Deploying SPIRE is step one. Keeping it healthy in production is the ongoing challenge. This module covers the operational practices that keep SPIRE running reliably: monitoring, alerting, debugging, and maintenance.
Monitoring SPIRE
SPIRE exposes Prometheus metrics for both the Server and Agent. Key metrics to monitor:
# Server metrics:
spire_server_ca_manager_x509_ca_rotate_total # CA rotation count
spire_server_registration_api_entry_count # Active registrations
spire_server_node_attestation_duration_seconds # Attestation latency
# Agent metrics:
spire_agent_svid_rotations_total # SVID rotation count
spire_agent_workload_api_connections # Active workload connections
spire_agent_attestation_errors_total # Failed attestations
# Alert on:
# - attestation_errors increasing (broken workload config)
# - svid_rotations_total stalling (rotation failure)
# - node count decreasing (agents disconnecting)
Troubleshooting Common Issues
Node Attestation Fails
# Symptom: Agent cannot connect to Server
# Check: Agent logs for attestation error details
# Common causes:
# - Expired join token (regenerate with spire-server token generate)
# - Network connectivity to SPIRE Server port 8081
# - Clock skew between agent node and server (SVIDs are time-sensitive)
Workload Gets No SVID
# Symptom: Application cannot fetch identity from Workload API
# Debug steps:
# 1. Check registration entries match the workload selectors
spire-server entry show -selector k8s:ns:my-namespace
# 2. Check agent can see the workload
spire-agent api fetch x509 -socketPath /run/spire/sockets/agent.sock
# 3. Check the workload API socket is mounted correctly
ls -la /run/spire/sockets/agent.sock
Certificate Rotation Strategies
SVID TTL defaults to 1 hour.
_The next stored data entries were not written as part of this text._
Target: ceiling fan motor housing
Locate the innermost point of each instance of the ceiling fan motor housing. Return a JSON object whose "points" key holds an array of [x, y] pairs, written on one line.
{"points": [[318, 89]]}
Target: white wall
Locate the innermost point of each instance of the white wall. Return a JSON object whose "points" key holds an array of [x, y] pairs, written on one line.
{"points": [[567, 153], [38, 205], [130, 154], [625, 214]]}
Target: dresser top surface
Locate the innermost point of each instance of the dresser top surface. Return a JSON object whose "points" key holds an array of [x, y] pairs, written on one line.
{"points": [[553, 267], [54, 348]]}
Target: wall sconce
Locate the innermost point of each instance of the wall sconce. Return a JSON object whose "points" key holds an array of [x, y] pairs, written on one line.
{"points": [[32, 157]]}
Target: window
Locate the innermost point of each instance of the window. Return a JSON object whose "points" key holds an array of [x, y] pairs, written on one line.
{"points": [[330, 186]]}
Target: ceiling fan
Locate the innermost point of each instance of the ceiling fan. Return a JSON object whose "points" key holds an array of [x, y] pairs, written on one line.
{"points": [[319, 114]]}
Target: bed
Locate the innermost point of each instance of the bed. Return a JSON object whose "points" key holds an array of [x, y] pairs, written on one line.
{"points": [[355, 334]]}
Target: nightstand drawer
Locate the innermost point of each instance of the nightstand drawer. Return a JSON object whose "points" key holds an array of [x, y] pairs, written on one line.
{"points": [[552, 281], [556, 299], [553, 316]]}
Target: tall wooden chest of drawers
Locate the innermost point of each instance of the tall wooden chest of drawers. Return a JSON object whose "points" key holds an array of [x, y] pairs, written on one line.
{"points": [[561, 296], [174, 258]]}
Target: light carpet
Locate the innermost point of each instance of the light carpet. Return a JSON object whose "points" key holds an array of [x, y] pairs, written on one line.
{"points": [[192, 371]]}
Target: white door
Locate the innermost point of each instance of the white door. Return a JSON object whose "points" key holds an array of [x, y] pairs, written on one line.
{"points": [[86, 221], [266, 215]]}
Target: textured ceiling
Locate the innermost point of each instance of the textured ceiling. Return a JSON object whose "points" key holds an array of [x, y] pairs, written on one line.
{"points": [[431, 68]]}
Shorter TTLs are more secure but increase load on the SPIRE Server. Production recommendations: 1 hour for standard workloads, 15 minutes for high-security workloads, and ensure your monitoring alerts if rotation has not occurred within 80% of TTL.
Upgrade Strategies
SPIRE supports rolling upgrades. Upgrade Agents first (they are stateless), then upgrade the Server. Always test upgrades in a non-production environment first. Keep the datastore backed up before Server upgrades.